Oh, no, really? That's not good. Why would they sell them for birds? I guess I better go take that off. Thanks for the warning.


----------



## Wendaline (Jun 28, 2013)

That mirror was a great idea! Our little bird loves it.  I wonder what other toys they like...


----------



## TAWhatley (Mar 6, 2001)

That is not a Mourning Dove. It's a ringneck dove. That's good as there will be no worries about it being a protected species of bird that you should not have. Thank you for helping it and good luck with nursing it back to complete health.

Terry


----------



## Msfreebird (Sep 23, 2007)

I was going to say that also......It looks like a Ringneck Dove. Probably someone's escaped pet. Thank you for caring and taking him in....he wouldn't have lasted long in the wild!


----------



## Wendaline (Jun 28, 2013)

Oh, thank you! Ringneck  I'll remember that.


----------



## Majd (Apr 6, 2013)

Yeah it's a ringneck dove.... he's so cute and thank you for taking him in.... you can keep it as a pet.... he should have escaped from his owner..... besides the tail feathers ar not "injured" they're a bit damaged because of a small cage he's been into... and they won't heal.... new ones will grow back when he is molting (a period of time when birds slowly loose their feathers and grow new ones... and that's one time every year)... if you wish him to have new one fast... you can gently pull them off and after two weeks new ones will grow completely.... as for food you can give him a pigeon/dove seed mix or offer your own mix of millet, popcorn, wheat, pellets...etc. 
Hope you can keep him and in your place I would get him a mate... he will be much more happy and he might raise some babies for you  but first you should make sure what sex is he...


----------



## Wendaline (Jun 28, 2013)

Thank you  I'll keep my eyes open for some dove feed.

You think a small cage did that?  That wouldn't be any fun. Cage too small and your feathers get beat up. Kind of like they do with bettas. Poor fish.

Our cage is 2 1/2 feet long, 1 1/2 feet deep, and 3 feet tall. Is that a good sized cage?

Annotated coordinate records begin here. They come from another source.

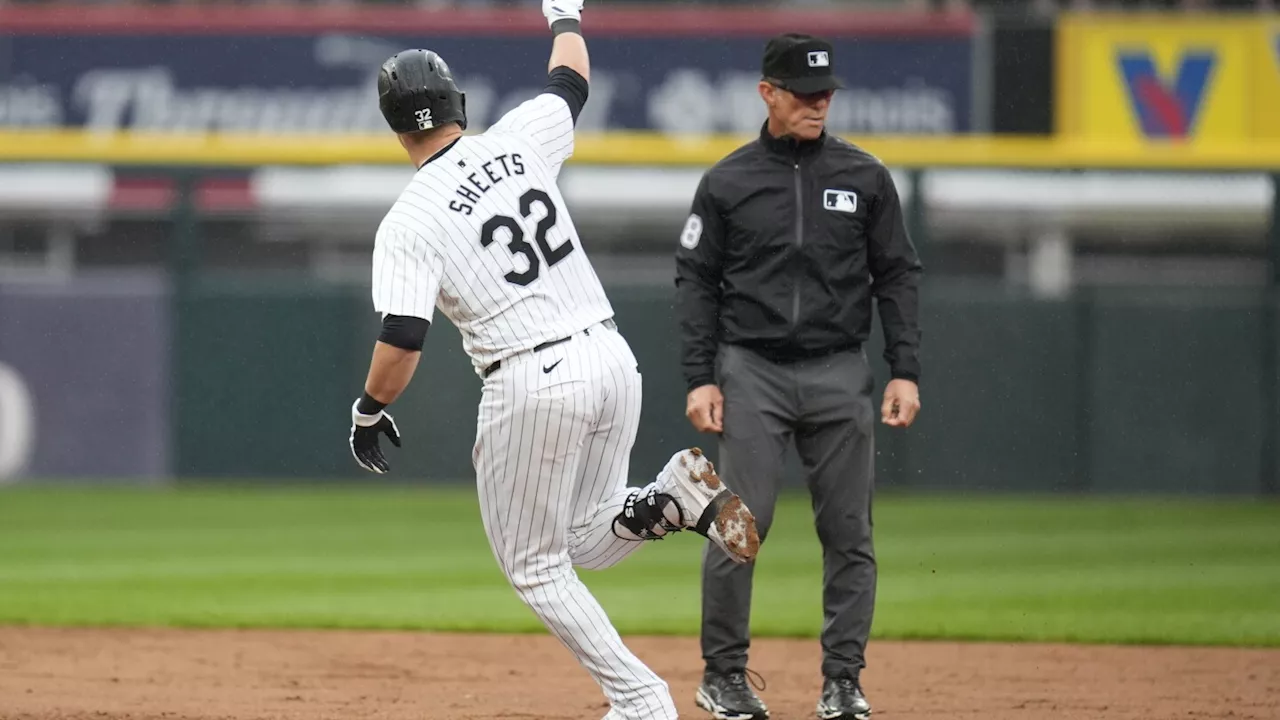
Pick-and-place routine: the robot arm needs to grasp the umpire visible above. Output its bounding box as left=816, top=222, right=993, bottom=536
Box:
left=676, top=33, right=922, bottom=720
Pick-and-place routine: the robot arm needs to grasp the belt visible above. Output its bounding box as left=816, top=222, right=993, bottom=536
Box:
left=483, top=319, right=618, bottom=378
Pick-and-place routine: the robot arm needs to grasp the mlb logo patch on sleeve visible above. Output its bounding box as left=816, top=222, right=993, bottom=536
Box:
left=822, top=188, right=858, bottom=213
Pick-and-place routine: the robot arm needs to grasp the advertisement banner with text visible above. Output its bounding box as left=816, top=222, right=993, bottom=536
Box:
left=0, top=8, right=975, bottom=135
left=1056, top=15, right=1280, bottom=146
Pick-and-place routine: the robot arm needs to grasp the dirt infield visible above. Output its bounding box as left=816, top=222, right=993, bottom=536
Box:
left=0, top=628, right=1280, bottom=720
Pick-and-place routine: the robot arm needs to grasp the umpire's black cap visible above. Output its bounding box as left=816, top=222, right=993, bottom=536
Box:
left=760, top=32, right=845, bottom=95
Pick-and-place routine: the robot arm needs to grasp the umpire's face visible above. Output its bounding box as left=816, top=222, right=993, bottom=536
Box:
left=760, top=81, right=835, bottom=140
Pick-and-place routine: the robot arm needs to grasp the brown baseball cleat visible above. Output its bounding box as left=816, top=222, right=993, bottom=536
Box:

Hehe, I'm not sure what sex it is and I'm not comfortable enough to hold him and find out. All I know is he's a pretty noisy bird.  Whenever someone walks in the room he gets all excited and talkative and whenever someone leaves. Coo, coo, coo... He's in our living room so he gets a fair amount of attention since that's where we hang out when we're home.

My sister is good with birds, though, so when she comes to visit maybe she'll be able to help...or even leave with a new pet. If not, we don't mind keeping him either. Actually he's got a long list of people interested. My dad likes him too. 

And I would like to get him a friend, but I heard if he's a male he'd be territorial with another male...and although I want him to be happy I really don't think I'm up for raising babies...although I bet they're CUTE! Do girls get along? Maybe he'll turn out to be a she and we can get her a sister.


----------



## Majd (Apr 6, 2013)

Don't worry your cage is fine... and if he coos that much and he's noisy so he's probably a he.... he can stay solo or you can get him another mate from the same sex and they'll pair up.... because in this case no other sex in available so pigeons and doves from the same sex will pair up and mate... but the introduction should be slow and no direct contact... you can get information from other threads or post your own if you get one.... He has to be famous and has lots of fans... he's a handsome bird and sooo cute


----------



## Wendaline (Jun 28, 2013)

Oh good  I'll definitely think about getting him a male to bond with once he settles in. It would be nice to know he's got good company while we're at work. 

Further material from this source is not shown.